Workers at the Pueblo Chemical Agent-Destruction Pilot Plant pose for a photo before destruction of the final munition in the chemical weapons stockpile stored at the U.S. Army Pueblo Chemical Depot, Colorado, on June 22. More than 2,613 U.S. tons of mustard agent were destroyed since agent destruction operations began in March 2015.
A control room operator at the Pueblo Chemical Agent-Destruction Pilot Plant watches as the final munition in the chemical weapons stockpile stored at the U.S. Army Pueblo Chemical Depot, Colorado, is destroyed on June 22.
A camera at the Pueblo Chemical Agent-Destruction Pilot Plant captures the final munition in the chemical weapons stockpile stored at the U.S. Army Pueblo Chemical Depot, Colorado, as it moves toward destruction on June 22.
Workers at the Pueblo Chemical Agent-Destruction Pilot Plant destroyed the final munition in the stockpile of obsolete chemical weapons stored at the U.S. Army Pueblo Chemical Depot.
The final round of the stockpile was safely destroyed June 22, said Walton Levi, site project manager, PCAPP.
“Thanks to the dedication, focus, and persistence of our workforce, we have honored our commitment to destroy the Colorado chemical weapons stockpile,” Levi said.
Plant workers destroyed the last of more than 780,000 mustard agent-filled munitions in the Static Detonation Chamber complex, which augmented the main plant where most of the stockpile was destroyed, Levi said.

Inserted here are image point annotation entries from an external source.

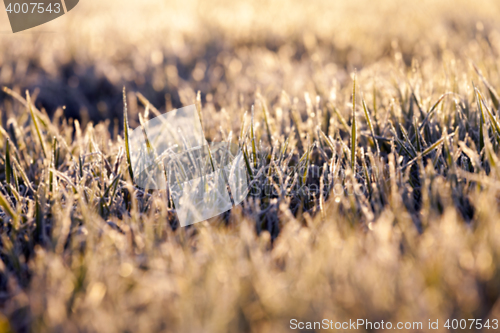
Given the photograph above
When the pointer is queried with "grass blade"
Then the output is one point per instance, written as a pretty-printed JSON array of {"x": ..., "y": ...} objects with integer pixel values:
[
  {"x": 35, "y": 122},
  {"x": 353, "y": 126},
  {"x": 126, "y": 134}
]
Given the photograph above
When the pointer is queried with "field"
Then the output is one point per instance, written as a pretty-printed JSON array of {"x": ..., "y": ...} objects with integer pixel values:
[{"x": 371, "y": 132}]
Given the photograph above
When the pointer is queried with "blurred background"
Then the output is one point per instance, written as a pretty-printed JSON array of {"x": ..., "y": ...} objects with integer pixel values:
[{"x": 168, "y": 50}]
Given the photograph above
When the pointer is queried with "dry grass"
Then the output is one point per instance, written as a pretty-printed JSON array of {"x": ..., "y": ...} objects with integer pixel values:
[{"x": 375, "y": 198}]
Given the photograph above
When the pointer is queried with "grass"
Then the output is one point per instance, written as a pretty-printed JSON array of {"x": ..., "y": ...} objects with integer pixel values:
[{"x": 388, "y": 216}]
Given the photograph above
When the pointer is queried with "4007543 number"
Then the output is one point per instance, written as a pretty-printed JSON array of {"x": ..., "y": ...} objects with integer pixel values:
[
  {"x": 26, "y": 14},
  {"x": 33, "y": 7}
]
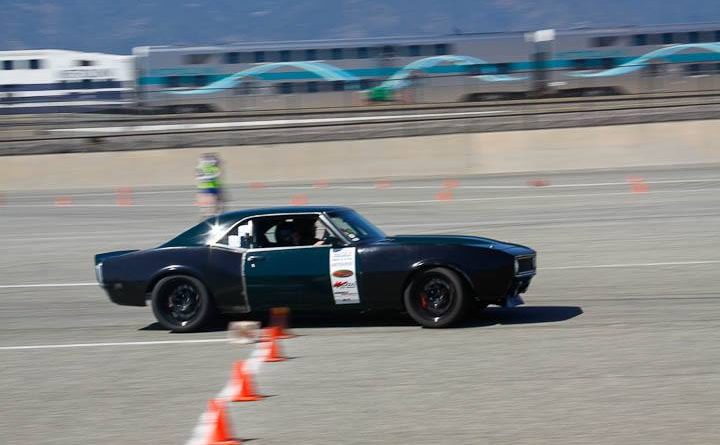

More than 2,613 U.S. tons of chemical agent were destroyed since agent destruction operations began in March 2015.
“This achievement is a giant step toward the United States’ commitment to the Chemical Weapons Convention treaty – the safe and environmentally compliant elimination of weapons of mass destruction,” said Michael Abaie, program executive officer, Assembled Chemical Weapons Alternatives.
“I congratulate everyone who worked to make this happen,” Abaie said. “This would not have been possible without the Pueblo workforce and the community’s support of our program.”
“We are honored to join the previous seven demilitarization sites in completing the destruction of the stored munitions,” said Todd Ailes, project manager, Bechtel Pueblo Team. “Above all and most importantly, we finished the mission safely, which was paramount to successfully completing destruction.”
The U.S. reports destruction of chemical weapons to the Organisation for the Prohibition of Chemical Weapons, an intergovernmental organization that implements the Chemical Weapons Convention treaty.
The last phase for the Pueblo plant is closure, which program officials say should take three to four years. The other program site is currently destroying the chemical weapon stockpile stored at Blue Grass Army Depot in Kentucky, and they expect to complete their destruction mission in the coming months, Abaie said.